O direito a praticar esportes está assegurado na Convenção sobre os Direitos da Criança, na Constituição Federal Brasileira e no Estatuto da Criança e do Adolescente. O esporte é para todos e todas, e deve ser praticado com respeito à diversidade e às condições físicas e psicológicas de cada pessoa.

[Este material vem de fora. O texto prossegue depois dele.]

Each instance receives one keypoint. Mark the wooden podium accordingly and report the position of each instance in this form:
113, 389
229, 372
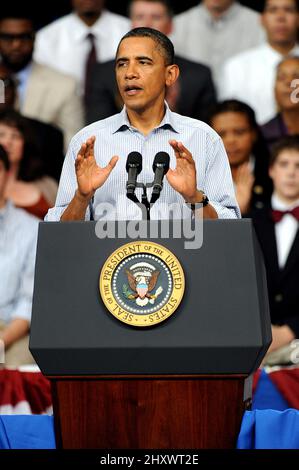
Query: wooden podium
182, 384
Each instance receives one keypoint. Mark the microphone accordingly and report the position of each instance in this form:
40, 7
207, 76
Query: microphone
133, 167
160, 168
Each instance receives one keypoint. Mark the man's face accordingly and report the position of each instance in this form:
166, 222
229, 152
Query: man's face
287, 72
281, 20
285, 175
150, 15
16, 43
88, 7
141, 73
218, 6
9, 88
237, 135
3, 181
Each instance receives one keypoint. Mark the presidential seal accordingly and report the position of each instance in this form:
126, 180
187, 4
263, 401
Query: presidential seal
142, 283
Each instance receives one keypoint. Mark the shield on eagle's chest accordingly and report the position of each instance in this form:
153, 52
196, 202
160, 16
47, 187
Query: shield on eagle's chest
141, 290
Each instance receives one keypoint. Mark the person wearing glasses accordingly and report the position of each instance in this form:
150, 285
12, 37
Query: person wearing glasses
43, 93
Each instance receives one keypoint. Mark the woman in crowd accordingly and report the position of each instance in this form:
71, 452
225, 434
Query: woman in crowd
248, 155
28, 186
286, 122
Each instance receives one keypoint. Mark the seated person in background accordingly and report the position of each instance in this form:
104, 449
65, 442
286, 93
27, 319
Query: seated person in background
17, 259
48, 138
286, 122
192, 94
248, 156
43, 92
277, 230
28, 186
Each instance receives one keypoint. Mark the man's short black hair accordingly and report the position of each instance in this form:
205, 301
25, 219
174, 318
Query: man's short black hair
17, 14
295, 1
162, 41
290, 142
4, 158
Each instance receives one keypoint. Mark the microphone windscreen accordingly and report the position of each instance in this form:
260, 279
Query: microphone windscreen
161, 159
134, 160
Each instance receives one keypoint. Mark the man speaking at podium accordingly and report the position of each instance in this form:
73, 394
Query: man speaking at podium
94, 170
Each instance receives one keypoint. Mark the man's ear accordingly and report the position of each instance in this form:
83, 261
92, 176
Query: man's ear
172, 74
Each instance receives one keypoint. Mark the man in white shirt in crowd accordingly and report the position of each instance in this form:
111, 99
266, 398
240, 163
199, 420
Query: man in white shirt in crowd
214, 31
278, 234
18, 234
66, 43
250, 76
43, 92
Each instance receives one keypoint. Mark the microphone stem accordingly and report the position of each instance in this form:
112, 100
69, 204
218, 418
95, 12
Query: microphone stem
146, 203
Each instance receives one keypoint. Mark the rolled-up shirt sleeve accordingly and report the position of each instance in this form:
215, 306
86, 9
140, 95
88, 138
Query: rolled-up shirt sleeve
218, 182
22, 307
67, 185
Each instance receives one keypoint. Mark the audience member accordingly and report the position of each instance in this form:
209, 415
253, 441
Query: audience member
277, 230
250, 76
43, 93
48, 138
28, 186
17, 258
72, 42
286, 122
214, 31
235, 122
193, 93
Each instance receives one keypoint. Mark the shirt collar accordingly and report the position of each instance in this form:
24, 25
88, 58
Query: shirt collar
232, 12
168, 122
21, 76
278, 204
81, 30
293, 52
5, 210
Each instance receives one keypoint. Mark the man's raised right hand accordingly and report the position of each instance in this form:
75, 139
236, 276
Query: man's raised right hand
90, 176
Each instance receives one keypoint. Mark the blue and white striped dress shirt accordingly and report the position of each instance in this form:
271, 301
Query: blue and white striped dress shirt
116, 136
18, 236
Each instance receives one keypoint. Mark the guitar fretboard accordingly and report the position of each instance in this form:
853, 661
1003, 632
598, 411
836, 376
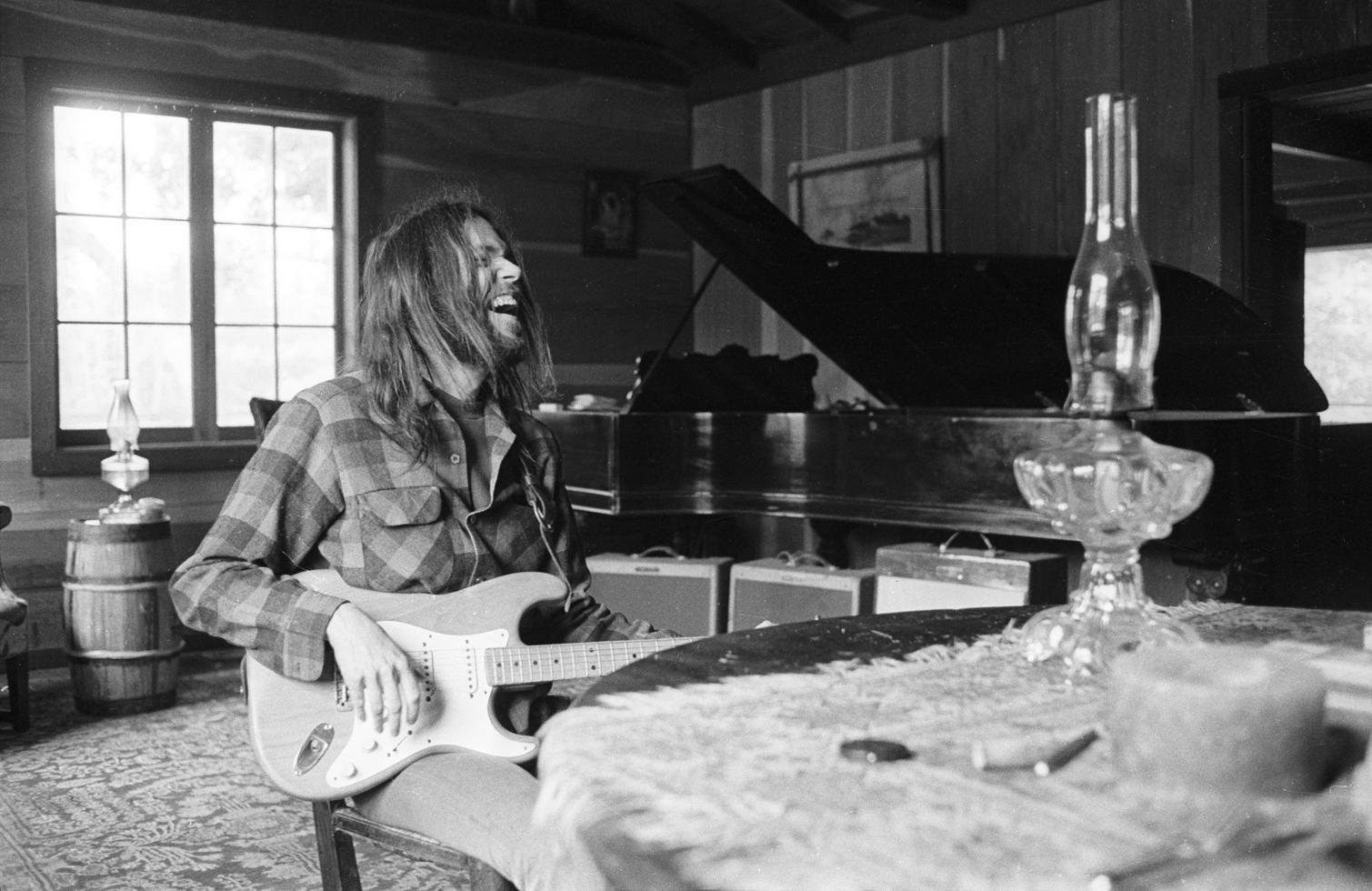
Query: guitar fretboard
555, 662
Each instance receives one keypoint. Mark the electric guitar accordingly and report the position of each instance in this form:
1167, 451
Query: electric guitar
306, 735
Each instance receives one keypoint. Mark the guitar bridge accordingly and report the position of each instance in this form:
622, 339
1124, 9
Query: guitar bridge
342, 696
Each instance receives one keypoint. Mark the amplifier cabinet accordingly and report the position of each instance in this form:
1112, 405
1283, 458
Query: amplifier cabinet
921, 576
776, 591
684, 595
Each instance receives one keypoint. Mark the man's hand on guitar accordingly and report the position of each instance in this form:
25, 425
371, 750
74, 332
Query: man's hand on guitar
375, 669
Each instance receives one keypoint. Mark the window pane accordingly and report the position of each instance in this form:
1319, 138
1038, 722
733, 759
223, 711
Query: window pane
306, 358
86, 158
159, 269
88, 358
305, 276
1338, 328
158, 165
159, 369
304, 177
242, 174
243, 274
89, 269
245, 364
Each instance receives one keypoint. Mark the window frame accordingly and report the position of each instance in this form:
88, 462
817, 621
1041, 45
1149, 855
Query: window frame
355, 123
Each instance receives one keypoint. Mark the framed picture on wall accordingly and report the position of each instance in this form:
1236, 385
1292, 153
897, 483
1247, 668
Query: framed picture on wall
886, 198
609, 220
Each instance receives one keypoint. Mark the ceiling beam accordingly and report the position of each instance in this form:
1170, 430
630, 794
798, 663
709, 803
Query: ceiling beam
821, 16
874, 36
716, 35
438, 30
925, 8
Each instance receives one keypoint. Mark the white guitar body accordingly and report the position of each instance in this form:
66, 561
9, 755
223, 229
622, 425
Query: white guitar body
312, 746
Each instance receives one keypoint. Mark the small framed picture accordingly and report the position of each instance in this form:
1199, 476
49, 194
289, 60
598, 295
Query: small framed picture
609, 221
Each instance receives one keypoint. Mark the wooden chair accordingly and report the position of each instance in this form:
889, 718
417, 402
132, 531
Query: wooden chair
14, 646
336, 824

Pensando nisso, o selo Unicef propôs o desafio: “Promover o direito ao esporte seguro e inclusivo” para o Núcleo de Cidadania Adolescente (Nuca) que durante este mês realizou algumas ações evolvendo práticas esportivas, como entrevistas com jogadores do futebol profissional e, nesta sexta-feira (07), visita ao Estádio Edvaldo Flores.

Os adolescentes conversaram com o sensei Guina e seus alunos do projeto de judô

No estádio, os adolescentes tiveram a oportunidade de conversarem com o técnico de futebol profissional Nilson Paulista e com o Sensei Guina, professor de judô. “O objetivo deste desafio é propiciar o máximo de informações e contato com a prática esportiva de modo a incentivá-los a buscarem o caminho do esporte como opção de vida saudável e também profissional”, explicou a mobilizadora do Nuca e coordenadora da Juventude, Melry Amaral.

Roda de conversa com o técnico de futebol profissional Nilson Paulista

Durante a visita os adolescente fizeram várias perguntas para os professores e atentamente ouviram suas explicações. “Em qualquer profissão nós devemos buscar a valorização do nosso trabalho. É preciso gostar daquilo que se faz e no futebol cuidar do corpo é essencial. Na época que comecei a jogar futebol minha grande inspiração foi Rivelino jogador do Coríntias”, revelou Nilson que foi treinador do Conquista e do Serrano e hoje atua na categoria de base do time do Vitória da Conquista.